The Fifth Circuit did not overturn the law, but ruled that it could not be used to close the state's last remaining clinic performing abortions because the law would force the clinic to close and unconstitutionally transfer Mississippi's obligations to provide the legal procedure to other states:
“A state cannot lean on its sovereign neighbors to provide protection of its citizens’ federal constitutional rights,” Judge E. Grady Jolly wrote.There's more about this below the fold.
“Pre-viability, a woman has the constitutional right to end her pregnancy by abortion,” he continued. This law “effectively extinguishes that right within Mississippi’s borders.”
Mississippi officials had argued that women seeking abortions could always drive to neighboring states, such as Louisiana or Tennessee, to obtain the procedure, an argument the panel rejected.
In fact, throughout the South, and in other states, laws have been passed or are being considered that require abortion providers to obtain admitting privileges. While some have managed to do so, others have not. These and other restrictive laws have reduced the number of clinics providing abortions from 724 in January 2013 to fewer than 600 today. In 1991, there were more than 2,100 such clinics nationwide.
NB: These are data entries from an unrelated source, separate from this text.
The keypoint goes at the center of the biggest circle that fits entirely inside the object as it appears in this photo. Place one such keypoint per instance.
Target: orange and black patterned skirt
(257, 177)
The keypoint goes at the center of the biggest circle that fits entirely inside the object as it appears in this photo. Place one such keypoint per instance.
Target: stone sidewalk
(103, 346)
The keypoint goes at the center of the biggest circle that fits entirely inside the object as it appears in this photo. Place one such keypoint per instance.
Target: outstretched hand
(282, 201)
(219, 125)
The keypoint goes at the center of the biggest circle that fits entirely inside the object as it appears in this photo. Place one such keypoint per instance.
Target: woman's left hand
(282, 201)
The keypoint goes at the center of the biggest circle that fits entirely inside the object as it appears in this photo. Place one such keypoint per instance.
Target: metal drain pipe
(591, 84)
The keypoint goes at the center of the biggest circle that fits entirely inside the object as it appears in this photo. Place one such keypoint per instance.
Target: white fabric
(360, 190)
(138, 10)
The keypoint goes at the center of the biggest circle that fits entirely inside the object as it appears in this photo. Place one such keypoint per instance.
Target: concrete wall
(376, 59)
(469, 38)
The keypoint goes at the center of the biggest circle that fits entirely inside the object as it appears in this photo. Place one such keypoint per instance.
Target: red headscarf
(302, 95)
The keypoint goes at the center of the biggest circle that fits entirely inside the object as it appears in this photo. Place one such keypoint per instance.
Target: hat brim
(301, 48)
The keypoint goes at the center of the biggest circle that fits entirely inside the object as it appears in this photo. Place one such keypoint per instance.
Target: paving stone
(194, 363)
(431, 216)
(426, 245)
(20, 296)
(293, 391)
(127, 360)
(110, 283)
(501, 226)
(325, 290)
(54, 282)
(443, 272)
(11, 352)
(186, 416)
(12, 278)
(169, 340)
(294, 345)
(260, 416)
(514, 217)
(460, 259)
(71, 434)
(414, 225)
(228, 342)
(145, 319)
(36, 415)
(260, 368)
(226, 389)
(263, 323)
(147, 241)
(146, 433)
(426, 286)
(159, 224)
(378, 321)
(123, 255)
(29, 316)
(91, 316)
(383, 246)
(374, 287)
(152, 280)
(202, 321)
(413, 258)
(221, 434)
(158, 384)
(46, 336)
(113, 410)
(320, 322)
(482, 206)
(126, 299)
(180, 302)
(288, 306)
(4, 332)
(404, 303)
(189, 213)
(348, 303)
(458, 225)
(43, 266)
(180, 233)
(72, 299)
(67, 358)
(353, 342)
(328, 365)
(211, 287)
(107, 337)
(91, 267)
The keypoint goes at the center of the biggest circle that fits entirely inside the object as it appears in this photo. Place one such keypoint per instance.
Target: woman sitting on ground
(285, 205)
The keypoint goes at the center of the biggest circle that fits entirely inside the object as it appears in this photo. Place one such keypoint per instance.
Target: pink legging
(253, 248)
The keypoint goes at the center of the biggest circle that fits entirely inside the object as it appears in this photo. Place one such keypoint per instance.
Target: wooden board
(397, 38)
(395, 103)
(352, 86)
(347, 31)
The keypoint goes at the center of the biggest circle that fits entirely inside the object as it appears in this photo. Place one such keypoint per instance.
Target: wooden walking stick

Alabama, Kansas and Wisconsin have seen their admitting privileges laws temporarily blocked by the federal courts. But similar laws in Missouri, North Dakota, Tennessee, Texas and Utah have gone into effect.
Although the ruling in Mississippi represents a victory for women's reproductive rights, it's not broad enough for more than half a hurrah. It certainly will not stop the closing of clinics elsewhere, either because of admitting privileges legislation or other laws, such as requiring clinics to meet strict (and medically unnecessary) building regulations. Nearly half the 40 clinics offering abortions in Texas have been closed in the past year because of the latter requirements.
Lawyers for the forced-birthers may argue in court that they are just trying to make clinics and clinic procedures safer for women. But out of court, they are candid about their real goal: shutting down as many clinics as they can. These crusaders have been at work on undermining women's reproductive rights since five minutes after Roe v. Wade was ruled on four decades ago. We know what the ever-growing number of restrictions means: dead women, maimed women, sterilized women. Yet some people who should know better still think the "war on women" is hyperventilation.